Silence fell. Finally Isaac Cohen asked, 'Simon, who is she?'
'She's The Honourable Miss Phryne Fisher. She's a student of the Great Art. She's my lover,' replied Simon, allowing them to choose which definition they pleased.
'She is a Zionist?' demanded Abe, incredulously.
'She's a friend to Zionism. And she saved Rabbi Elijah from being tormented by some children.'
'She knows the rabbi?' asked Solly.
'Certainly,' said Phryne. She did not like being discussed while she was present in this way. 'He gave me a vision. Beware of the dark, he said, dark tunnels under the ground. "There is murder under the ground, death and weeping; greed caused it". That's what he said.'
The others exchanged glances.
'Now there is this,' said Phryne, laying her cards on the table. 'Shimeon Ben Mikhael is dead, murdered, in the bookshop. He was a friend of yours, wasn't he?'
'Poor Shimeon,' murmured Solly, lowering his eyes.

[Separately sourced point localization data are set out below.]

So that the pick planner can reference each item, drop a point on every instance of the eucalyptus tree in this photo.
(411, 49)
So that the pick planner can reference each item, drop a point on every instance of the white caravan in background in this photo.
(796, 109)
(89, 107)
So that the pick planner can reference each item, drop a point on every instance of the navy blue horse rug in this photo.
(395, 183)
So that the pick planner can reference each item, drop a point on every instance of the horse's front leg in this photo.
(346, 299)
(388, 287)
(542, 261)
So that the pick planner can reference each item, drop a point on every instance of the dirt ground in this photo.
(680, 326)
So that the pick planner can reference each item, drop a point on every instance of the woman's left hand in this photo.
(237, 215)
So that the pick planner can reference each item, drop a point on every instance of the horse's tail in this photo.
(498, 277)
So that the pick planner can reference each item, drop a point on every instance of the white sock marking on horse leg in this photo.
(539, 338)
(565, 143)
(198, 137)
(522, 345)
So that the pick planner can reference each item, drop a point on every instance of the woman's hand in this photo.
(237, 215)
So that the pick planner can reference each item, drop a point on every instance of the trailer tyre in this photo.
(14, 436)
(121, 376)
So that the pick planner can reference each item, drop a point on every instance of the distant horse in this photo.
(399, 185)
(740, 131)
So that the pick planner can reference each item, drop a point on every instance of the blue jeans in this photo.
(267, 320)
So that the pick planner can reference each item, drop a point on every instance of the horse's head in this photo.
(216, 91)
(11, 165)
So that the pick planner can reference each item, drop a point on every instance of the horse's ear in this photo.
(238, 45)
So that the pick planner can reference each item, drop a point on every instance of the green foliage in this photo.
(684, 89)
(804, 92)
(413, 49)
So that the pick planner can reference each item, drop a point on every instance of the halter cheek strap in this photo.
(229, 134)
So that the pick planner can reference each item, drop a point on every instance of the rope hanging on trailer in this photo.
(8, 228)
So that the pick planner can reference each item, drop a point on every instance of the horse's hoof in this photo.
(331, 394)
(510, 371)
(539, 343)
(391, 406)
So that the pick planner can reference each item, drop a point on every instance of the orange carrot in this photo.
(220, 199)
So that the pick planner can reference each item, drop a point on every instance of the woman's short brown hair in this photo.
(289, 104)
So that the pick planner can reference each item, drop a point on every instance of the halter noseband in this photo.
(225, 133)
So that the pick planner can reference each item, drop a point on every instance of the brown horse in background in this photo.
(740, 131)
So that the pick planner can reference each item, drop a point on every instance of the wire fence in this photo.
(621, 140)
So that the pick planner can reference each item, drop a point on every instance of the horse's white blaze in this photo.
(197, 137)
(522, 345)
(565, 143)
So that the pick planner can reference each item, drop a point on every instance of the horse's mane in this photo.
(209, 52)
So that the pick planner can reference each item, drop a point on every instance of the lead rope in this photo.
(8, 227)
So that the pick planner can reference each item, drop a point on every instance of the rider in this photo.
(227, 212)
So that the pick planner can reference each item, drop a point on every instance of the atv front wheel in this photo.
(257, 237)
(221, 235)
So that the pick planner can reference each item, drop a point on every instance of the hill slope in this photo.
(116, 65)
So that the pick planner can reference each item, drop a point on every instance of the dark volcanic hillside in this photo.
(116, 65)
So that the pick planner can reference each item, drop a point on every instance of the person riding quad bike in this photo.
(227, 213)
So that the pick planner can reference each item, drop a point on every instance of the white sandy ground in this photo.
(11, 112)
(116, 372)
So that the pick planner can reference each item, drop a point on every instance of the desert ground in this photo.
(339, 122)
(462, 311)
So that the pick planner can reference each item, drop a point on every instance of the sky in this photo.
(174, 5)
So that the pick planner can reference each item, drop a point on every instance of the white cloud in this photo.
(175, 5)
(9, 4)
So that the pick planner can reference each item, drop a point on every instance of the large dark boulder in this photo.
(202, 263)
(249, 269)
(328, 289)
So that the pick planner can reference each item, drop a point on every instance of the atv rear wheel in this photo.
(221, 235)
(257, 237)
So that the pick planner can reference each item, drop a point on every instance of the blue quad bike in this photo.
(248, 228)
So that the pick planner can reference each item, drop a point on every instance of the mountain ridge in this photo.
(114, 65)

'And Miss Lee is taken for his murder and is in jail and unless I come up with something, she will hang. And she didn't do it, did she? You know how Simon Michaels died.'
'No!' Isaac Cohen leapt to his feet. 'We don't know. All night we talked about it, and accused each other, and we don't know. You have to believe it, lady. We liked him, we mourn him, we will say kaddish for him, such a miesse meshina, an ugly fate ...'
'All right, you don't know how he died or who killed him, but you know something, that is plain. I want you to help me. I will go over there and you can talk about it. I will not insult you by offering a reward, but you know that Mr Abrahams is rich and he will not be unappreciative. I want to know what you and that difficult old man have been doing. I want to know what causes Yossi to burn his landlady's table with chemical experiments. You can't really be expecting to find the philosopher's stone, not in this day and age. I don't believe it. I want to know what you are doing. If it does not bear on my investigation, I don't have to tell anyone, and I won't.'
Phryne walked away across the empty hall as the argument bloomed behind her. Voices were raised. Phryne could not understand Yiddish, which was probably what they were speaking.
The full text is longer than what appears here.